By LISA CAPOBIANCO
If there is one word to describe the recent merger between Bristol Baptist Church and Wolcott Bible Community Church, it’s synergy.
The idea of merging began when Rev. Todd Williams was taking a detour through Bristol one day and stumbled upon a “for sale” sign in front of Bristol Baptist Church, located at 43 School St.
As Wolcott Bible was looking to relocate in a larger building located on a main road, joining both churches seemed to be the solution. At the same time, Bristol Baptist Church, now 225 years old, was becoming smaller, and could no longer afford to keep going, said long-time church member Ruth Boss.
“We [Wolcott Bible Church] had been looking to relocate our church for awhile now to find a place that’s on a more main road,” said Williams, who has been the pastor of Wolcott Bible Church for 10 years now. “It seemed to be a perfect fit.”
Starting last June, both churches began an informal merger for seven months. They called the experiment “synergy,” so that by coming together, both churches would be better together, said Williams.
“There were a lot of questions both congregations had,” said Williams. “We just jelled so well together, it was evident probably within the first month or two that we all really liked it.”
Brian Evelich, who has served as chairman of the deacon board at Wolcott Bible, said to describe the transition of the merge as “smooth” is an understatement, adding that Bristol Baptist opened its arms.
“It was very seamless,” said Evelich.
After the trial merger, both churches voted at the end of January to make the collaboration official. The merger also will result in a new name—one that both churches will share.
Established in 1960, Wolcott Bible Community Church began in a small stone church (which is now the senior center), and ultimately moved to the north end of Wolcott near Cedar Lake. Williams is the third generation pastor of the church, as his grandfather, Rev. Gerald Williams, was the founding pastor. After his retirement, Rev. Burton Williams (Todd’s father) became the pastor for over 30 years before he was a missionary to street children in the capital of the Philippine Islands, Manila.
“It’s cool to see what God started…and see how it keeps on growing and growing,” said Williams.
Since the merger, both congregations have seen positive changes. Both churches have now grown in size on Sunday mornings. Evelich added that since the merger, churchgoers who initially worshipped on an occasional basis are now popping in more regularly. Boss added that more young people have come to church, especially children, which brings a whole new level of energy and passion.
Williams said this kind of growth has added more energy on Sundays, especially with the church music.
“It’s been a lot of fun,” said Williams, adding how the merger also has resulted in more outreach in the community.

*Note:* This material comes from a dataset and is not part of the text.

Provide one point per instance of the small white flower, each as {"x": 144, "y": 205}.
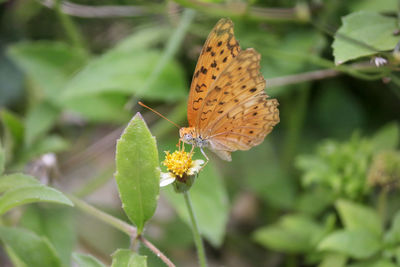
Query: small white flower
{"x": 167, "y": 178}
{"x": 379, "y": 61}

“We’ve had a bunch of people throw their hat in the mix,” said Evelich, adding how younger people have become more involved. “It seemed to energize both bodies to really do more.”
Looking ahead, Bristol Baptist Church hopes to delve deeper into missionary work, which is something that Wolcott Bible has embraced, said Boss. Evelich is the Connecticut state director of Child Evangelism Fellowship (C.E.F.), the largest children’s ministry worldwide that Wolcott Bible has a long history of working with and supporting. Other ministries that church members are involved in are Hope Pregnancy Center, Samaritan’s Purse, and Acts 4, which supports low income families and individuals in the greater Waterbury area through the collection and distribution of re-usable clothing and furniture. One church member partnered with Youth Assured Ministries and opened a drug rehabilitation house while teaching school in Monrovia.
In addition, the church has opened its building to six different groups and organizations, allowing them to use its meeting space.
Williams said their church is not about a denomination, but rather more about what Jesus taught and how he lived his life.
“We encourage [ministry work] by getting involved. We’re not just a church that supports missions, we’re a church that’s on a mission,” said Williams, adding that their church is very open. “We’re on a mission to proclaim the love of Jesus Christ to everybody…by our example, and to raise the character of our community.”
“We just want to be a reflection of the totality of who Jesus is in the community,” added Evelich.